By: Inas Essa
Extinction has always been a source of fear and amazement. While visiting a museum or watching a documentary about extinct species, wonder creeps into our minds and souls as we imagine how these huge creatures had ever lived on the Earth. This amazement exaggerates as we do not know exactly how this happened and what caused such events.
While on one hand different reports have drawn a link between human irresponsible behavior and greediness, and some species extinction, a new study has highlighted another major cause: bigger temperature change. So, how does it affect life on Earth?
Mass Extinction Events and Global Temperature
A new study from Tohoku University has revealed evidence that shows a strong relationship between the mass extinctions magnitude and severe global temperature fluctuations in geologic times.
The new research, which is published in the journal Biogeosciences and led by Professor Emeritus Kunio Kaiho, shows that abrupt climate change, accompanied by environmental destruction from large volcanic eruptions and meteorites, has resulted in different mass extinction events throughout the Phanerozoic Eon. This is the current geologic eon in the geologic time scale, and the one during which several animal and plant life has existed.

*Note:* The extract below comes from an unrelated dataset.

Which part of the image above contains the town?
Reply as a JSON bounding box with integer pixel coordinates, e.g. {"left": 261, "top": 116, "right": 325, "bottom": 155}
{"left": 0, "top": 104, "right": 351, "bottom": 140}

The research mentions that there have been few evaluations of the relationship between land temperature anomalies and terrestrial animal extinctions till the present. Moreover, there has not been enough research regarding the phenomenon of marine animals and terrestrial animals that have experienced divergent extinction rates.
The Bigger the Change, the Larger the Extinction
According to the new study, extinction rates of marine invertebrates and terrestrial tetrapods correlate with deviations in global and habitat surface fluctuating temperatures, high and low. "These findings indicate that the bigger the shifts in climate, the larger the mass extinction," Kaiho said. "They also tell us that any prospective extinction related to human activity will not be of the same proportions when the extinction magnitude changes in conjunction with global surface temperature anomaly".
These results show a ray of hope about the future. The author says that, although predicting the extent of future extinctions would be difficult due to the variation of recent causes and predictable ones, there is sufficient evidence to suggest that any forthcoming extinction will not reach past magnitudes if global surface temperature anomalies and other environmental anomalies correspondingly change.